A summary of these changes are:
- · Introduction of a ‘deemed domicile’ rule for all tax purposes – this applies to any non-UK domiciled individual who has been resident in the UK for at least 15 of the past 20 tax years. It also applies to anyone born in the UK with a UK domicile of origin whilst they are UK resident. Such individuals will become liable to UK taxes on their worldwide income and assets.
- · ‘Grandfathered’ protected status for offshore structures - non UK domiciled individuals who established an offshore structure before becoming deemed UK domiciled will not be taxed on foreign income and gains (including UK gains) retained in the trust.
- · Offshore structures holding UK residential properties – these will cease to be excluded property and so will be liable to UK Inheritance Tax.
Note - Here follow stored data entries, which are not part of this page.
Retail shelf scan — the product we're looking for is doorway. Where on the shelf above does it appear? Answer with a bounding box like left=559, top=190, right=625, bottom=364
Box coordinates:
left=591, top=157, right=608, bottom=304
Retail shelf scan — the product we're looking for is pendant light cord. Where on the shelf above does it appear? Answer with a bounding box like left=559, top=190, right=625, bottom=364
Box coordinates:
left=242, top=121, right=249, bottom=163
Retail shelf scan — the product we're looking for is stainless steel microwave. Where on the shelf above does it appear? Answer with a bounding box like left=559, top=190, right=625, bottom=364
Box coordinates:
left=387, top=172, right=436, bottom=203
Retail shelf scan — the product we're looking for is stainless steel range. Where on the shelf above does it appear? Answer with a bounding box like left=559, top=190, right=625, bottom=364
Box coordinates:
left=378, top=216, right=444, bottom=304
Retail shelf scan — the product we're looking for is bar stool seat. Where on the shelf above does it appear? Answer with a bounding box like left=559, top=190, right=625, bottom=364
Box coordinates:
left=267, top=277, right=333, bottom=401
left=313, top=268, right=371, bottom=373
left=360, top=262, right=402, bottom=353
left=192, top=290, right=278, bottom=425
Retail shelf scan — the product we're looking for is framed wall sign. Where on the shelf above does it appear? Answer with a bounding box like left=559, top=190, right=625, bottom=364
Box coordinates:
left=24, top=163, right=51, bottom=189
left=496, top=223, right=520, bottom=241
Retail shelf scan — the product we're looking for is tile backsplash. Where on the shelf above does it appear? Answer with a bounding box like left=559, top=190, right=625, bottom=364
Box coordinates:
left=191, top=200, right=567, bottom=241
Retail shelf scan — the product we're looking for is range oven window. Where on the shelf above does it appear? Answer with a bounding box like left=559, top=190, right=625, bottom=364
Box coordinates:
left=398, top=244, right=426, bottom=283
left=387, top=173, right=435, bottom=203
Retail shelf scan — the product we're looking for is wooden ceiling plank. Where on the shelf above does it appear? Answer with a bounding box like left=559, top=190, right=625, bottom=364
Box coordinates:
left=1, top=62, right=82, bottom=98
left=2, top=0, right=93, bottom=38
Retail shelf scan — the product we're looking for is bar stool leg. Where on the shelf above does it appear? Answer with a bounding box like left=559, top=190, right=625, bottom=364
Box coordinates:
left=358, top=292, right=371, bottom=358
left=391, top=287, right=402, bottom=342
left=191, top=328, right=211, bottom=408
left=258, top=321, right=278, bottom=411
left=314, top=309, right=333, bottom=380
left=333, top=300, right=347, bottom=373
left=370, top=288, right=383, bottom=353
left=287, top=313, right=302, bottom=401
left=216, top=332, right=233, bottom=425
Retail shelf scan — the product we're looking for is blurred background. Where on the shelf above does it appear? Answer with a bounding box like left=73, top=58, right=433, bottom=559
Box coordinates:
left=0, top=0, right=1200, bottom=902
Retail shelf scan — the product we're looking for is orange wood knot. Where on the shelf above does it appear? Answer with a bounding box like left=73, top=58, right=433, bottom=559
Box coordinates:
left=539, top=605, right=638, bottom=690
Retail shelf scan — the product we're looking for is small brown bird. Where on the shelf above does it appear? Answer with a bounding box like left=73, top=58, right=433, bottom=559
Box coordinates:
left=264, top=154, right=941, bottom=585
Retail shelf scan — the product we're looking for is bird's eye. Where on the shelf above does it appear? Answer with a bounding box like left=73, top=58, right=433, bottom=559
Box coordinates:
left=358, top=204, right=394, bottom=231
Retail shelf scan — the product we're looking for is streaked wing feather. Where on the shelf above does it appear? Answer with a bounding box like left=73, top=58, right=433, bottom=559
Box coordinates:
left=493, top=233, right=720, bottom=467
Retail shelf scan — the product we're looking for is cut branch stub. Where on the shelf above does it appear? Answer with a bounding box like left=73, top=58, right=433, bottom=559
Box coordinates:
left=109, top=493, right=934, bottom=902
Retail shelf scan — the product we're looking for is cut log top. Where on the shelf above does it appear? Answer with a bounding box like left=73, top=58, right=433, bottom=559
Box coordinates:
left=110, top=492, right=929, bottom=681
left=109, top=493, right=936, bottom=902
There were also two further announcements in the 2016 Budget as follows:
- · A long term resident who becomes deemed UK domiciled from April 2017 will have their foreign assets rebased for UK tax purposes. This means that only any increase in value in those assets accruing after April 2017 will be subject to UK tax on the arising basis if the asset is sold. It is not currently clear whether the remaining gains will be taxable on the remittance basis.
- · Transitional arrangements would also be put in place for offshore structures of individuals who become UK deemed domiciled.
Full detail of these changes will be introduced in Finance Bill 2017. This will enable us to understand the full implications of these changes and how they will operate.
The tax free uplift for CGT purposes for non UK assets will apply only to individuals who will be treated as deemed UK domiciled from April 2017. Such individuals should consider whether to sell any foreign assets now or wait until post April 2017.
Any non UK domiciled individuals who are close to being UK resident for 15 years should take advice on their options for all tax purposes given these new rules.
Anyone who is considering leaving the UK would need to become non UK tax resident for 6 consecutive tax years in order to restart the 15 year clock. Care would need to be taken to ensure they are non UK tax resident under the Statutory Residency test.